7. L’ultimo motivo, con il quale si deduce l’omesso
esame di un fatto decisivo consistente nella mancata costituzione in mora della
società dopo la risoluzione del rapporto ai fini di una sua risoluzione per
mutuo consenso e, comunque, del risarcimento del danno da liquidare è
inammissibile in quanto non intercetta affatto la ratio decidendi della
sentenza con riguardo agli effetti della accertata esistenza di contratti a
termine ripetuti tra le parti in luogo della collaborazione autonoma.

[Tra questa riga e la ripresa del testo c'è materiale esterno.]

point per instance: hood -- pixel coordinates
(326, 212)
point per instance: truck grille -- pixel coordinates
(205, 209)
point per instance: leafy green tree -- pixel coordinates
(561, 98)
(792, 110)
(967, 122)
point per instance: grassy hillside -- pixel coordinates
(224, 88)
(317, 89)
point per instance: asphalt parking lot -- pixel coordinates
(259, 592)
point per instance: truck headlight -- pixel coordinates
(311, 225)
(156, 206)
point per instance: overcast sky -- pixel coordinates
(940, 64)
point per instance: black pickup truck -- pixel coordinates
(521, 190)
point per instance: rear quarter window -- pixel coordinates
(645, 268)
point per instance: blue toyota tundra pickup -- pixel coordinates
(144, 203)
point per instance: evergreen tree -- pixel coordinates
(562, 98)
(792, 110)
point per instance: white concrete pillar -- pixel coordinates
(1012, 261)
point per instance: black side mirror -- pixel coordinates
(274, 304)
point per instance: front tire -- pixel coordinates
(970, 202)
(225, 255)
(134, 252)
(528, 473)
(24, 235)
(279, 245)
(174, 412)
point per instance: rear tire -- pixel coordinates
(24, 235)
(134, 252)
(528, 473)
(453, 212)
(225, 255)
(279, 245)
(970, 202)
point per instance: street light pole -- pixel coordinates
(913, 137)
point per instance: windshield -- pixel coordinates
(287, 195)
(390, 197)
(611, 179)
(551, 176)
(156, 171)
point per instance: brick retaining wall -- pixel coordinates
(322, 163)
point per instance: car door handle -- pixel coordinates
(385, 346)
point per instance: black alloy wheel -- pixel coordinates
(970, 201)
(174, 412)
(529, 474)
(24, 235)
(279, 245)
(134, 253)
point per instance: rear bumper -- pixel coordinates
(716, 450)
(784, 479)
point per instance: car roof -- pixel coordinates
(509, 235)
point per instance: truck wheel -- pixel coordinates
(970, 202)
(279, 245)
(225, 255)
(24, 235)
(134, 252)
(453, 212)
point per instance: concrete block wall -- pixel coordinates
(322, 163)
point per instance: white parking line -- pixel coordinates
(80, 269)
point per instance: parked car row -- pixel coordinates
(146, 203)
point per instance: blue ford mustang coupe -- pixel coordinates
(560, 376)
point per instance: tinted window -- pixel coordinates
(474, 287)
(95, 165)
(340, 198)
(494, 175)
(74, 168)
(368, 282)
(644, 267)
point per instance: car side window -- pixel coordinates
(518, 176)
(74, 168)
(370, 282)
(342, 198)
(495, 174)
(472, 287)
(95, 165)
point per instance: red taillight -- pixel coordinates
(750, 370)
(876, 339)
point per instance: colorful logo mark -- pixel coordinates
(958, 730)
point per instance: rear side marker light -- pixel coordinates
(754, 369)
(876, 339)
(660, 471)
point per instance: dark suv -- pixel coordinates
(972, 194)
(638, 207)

7.1. La Corte territoriale ha infatti da un canto
escluso la possibilità di ricostituire il rapporto oramai definitivamente
cessato a seguito del collocamento in pensione della lavoratrice; dall’altro ha
ritenuto applicabile al caso concreto l’art. 32 della legge n. 183 del 2010 ed
ha liquidato un’indennità risarcitoria nella misura forfetaria di dodici
mensilità

7.2. Ne consegue che la censura avrebbe dovuto
contestare l’applicazione di tale disposizione ed insistere,argomentandone le
ragioni, per l’applicazione al caso concreto della disciplina civilistica.

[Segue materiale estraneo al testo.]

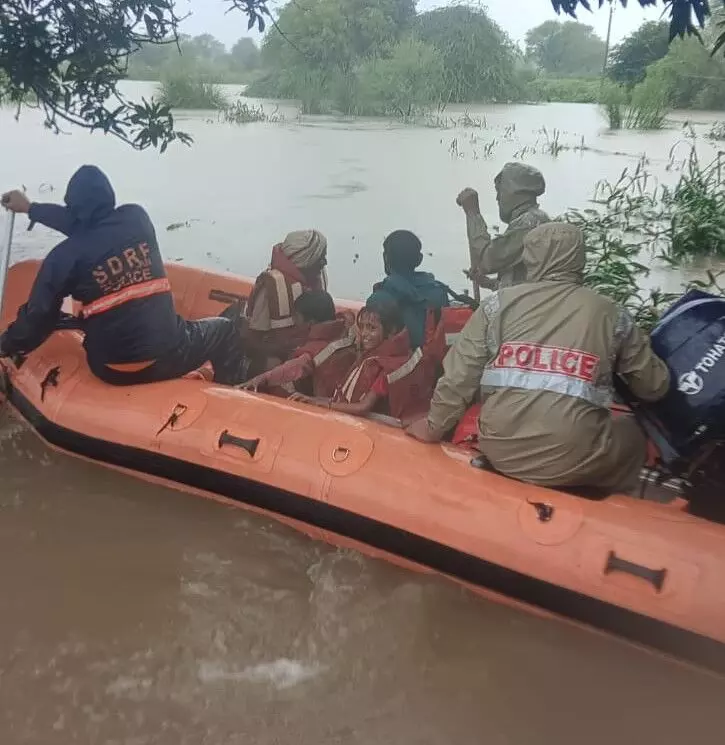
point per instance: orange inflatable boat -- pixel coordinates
(645, 569)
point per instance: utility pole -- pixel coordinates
(609, 36)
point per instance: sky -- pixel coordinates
(515, 16)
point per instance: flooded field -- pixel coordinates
(136, 615)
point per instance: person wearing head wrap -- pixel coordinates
(543, 355)
(297, 265)
(518, 187)
(413, 291)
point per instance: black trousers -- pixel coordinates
(215, 340)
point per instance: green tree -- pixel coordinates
(630, 59)
(681, 12)
(479, 58)
(566, 49)
(245, 54)
(69, 57)
(692, 77)
(412, 77)
(316, 46)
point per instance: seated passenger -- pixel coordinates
(518, 187)
(416, 293)
(544, 353)
(385, 377)
(110, 262)
(327, 354)
(297, 266)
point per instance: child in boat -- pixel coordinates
(326, 355)
(385, 375)
(416, 293)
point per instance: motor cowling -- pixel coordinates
(690, 338)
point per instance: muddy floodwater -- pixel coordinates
(137, 615)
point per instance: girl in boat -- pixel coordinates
(326, 355)
(386, 377)
(297, 266)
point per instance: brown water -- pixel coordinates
(136, 615)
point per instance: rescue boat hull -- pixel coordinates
(646, 571)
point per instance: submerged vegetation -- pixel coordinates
(241, 112)
(186, 91)
(635, 220)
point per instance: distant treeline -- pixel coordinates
(382, 57)
(202, 57)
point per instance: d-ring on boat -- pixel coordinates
(644, 569)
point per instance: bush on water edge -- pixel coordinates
(635, 219)
(186, 91)
(564, 90)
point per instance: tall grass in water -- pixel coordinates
(697, 208)
(634, 220)
(186, 91)
(613, 100)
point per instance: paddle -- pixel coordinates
(5, 255)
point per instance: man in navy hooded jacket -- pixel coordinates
(110, 262)
(414, 292)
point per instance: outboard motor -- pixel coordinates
(688, 425)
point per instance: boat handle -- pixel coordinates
(249, 445)
(617, 564)
(222, 296)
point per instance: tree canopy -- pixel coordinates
(685, 15)
(67, 58)
(479, 58)
(353, 53)
(566, 49)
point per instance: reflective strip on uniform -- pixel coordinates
(543, 381)
(348, 387)
(490, 308)
(134, 292)
(406, 368)
(334, 346)
(286, 296)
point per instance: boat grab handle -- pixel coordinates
(617, 564)
(249, 445)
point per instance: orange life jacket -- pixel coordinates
(333, 351)
(283, 283)
(409, 376)
(451, 323)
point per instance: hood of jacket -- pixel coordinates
(517, 188)
(413, 288)
(554, 252)
(89, 196)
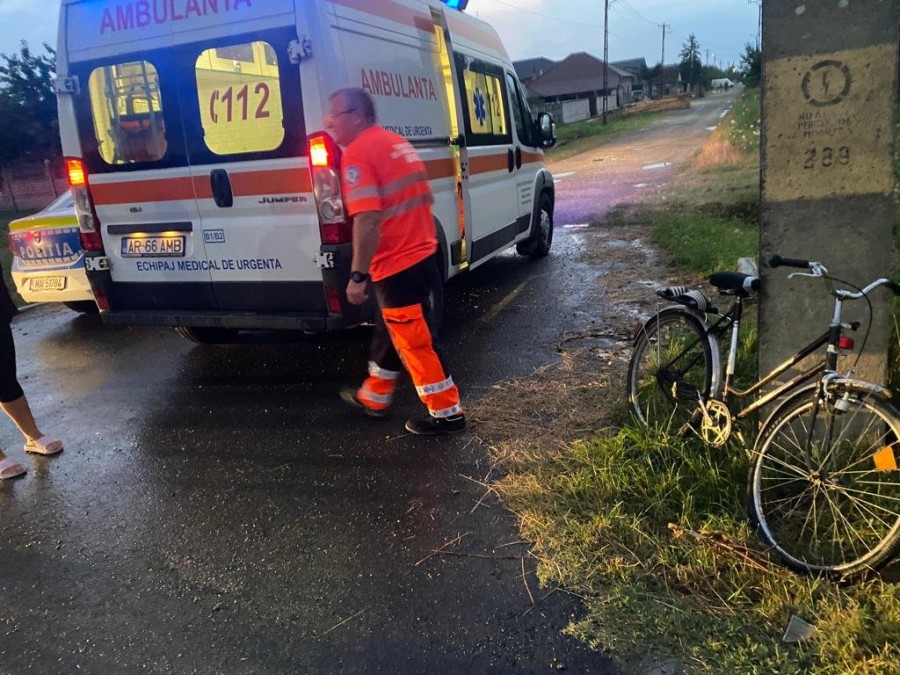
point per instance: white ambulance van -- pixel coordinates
(207, 191)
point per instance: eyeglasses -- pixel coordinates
(331, 117)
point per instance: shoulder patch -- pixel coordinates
(351, 175)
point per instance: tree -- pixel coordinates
(751, 65)
(30, 125)
(690, 65)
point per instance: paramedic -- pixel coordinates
(394, 240)
(12, 399)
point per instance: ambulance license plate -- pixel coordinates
(162, 246)
(39, 284)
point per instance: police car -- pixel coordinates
(48, 262)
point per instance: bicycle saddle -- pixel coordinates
(735, 283)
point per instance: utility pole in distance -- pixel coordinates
(605, 103)
(662, 63)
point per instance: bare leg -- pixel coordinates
(20, 414)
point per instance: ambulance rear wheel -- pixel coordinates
(83, 306)
(205, 335)
(538, 244)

7.3. Come è noto, infatti, l’indennità di cui
all’art. 32 citato è indifferente alla costituzione in mora da parte del
lavoratore e consegue automaticamente all’accertamento della nullità dei
termini apposti ai contratti a prescindere dalla prova concreta di un danno,
trattandosi di indennità forfetizzata e onnicomprensiva per i danni causati
dalla nullità del termine (cfr. Cass. 29/02/2012 n. 3056, 11/03/2019 n. 3962).

8. In conclusione il ricorso deve essere rigettato e
le spese, liquidate n dispositivo seguono la soccombenza. Ai sensi dell’art. 13
comma 1 quater del d.P.R. n. 115 del 2002 va dato atto della sussistenza dei
presupposti processuali per il versamento da parte della ricorrente
dell’ulteriore importo a titolo di contributo unificato pari a quello previsto
per il ricorso a norma dell’art.13 comma 1 bis del citato d.P.R., se dovuto.

 

P.Q.M.

 

rigetta il ricorso.

Condanna la ricorrente al pagamento delle spese del
giudizio di legittimità liquidate in € 5.250,00 per compensi professionali, €
200,00 per esborsi, 15% per spese forfetarie oltre agli accessori dovuti per
legge.

Ai sensi dell’art. 13 comma 1 quater del d.P.R. n.
115 del 2002 dà atto della sussistenza dei presupposti processuali per il
versamento da parte della ricorrente dell’ulteriore importo a titolo di
contributo unificato pari a quello previsto per il ricorso a norma dell’art.13
comma 1 bis del citato d.P.R., se dovuto.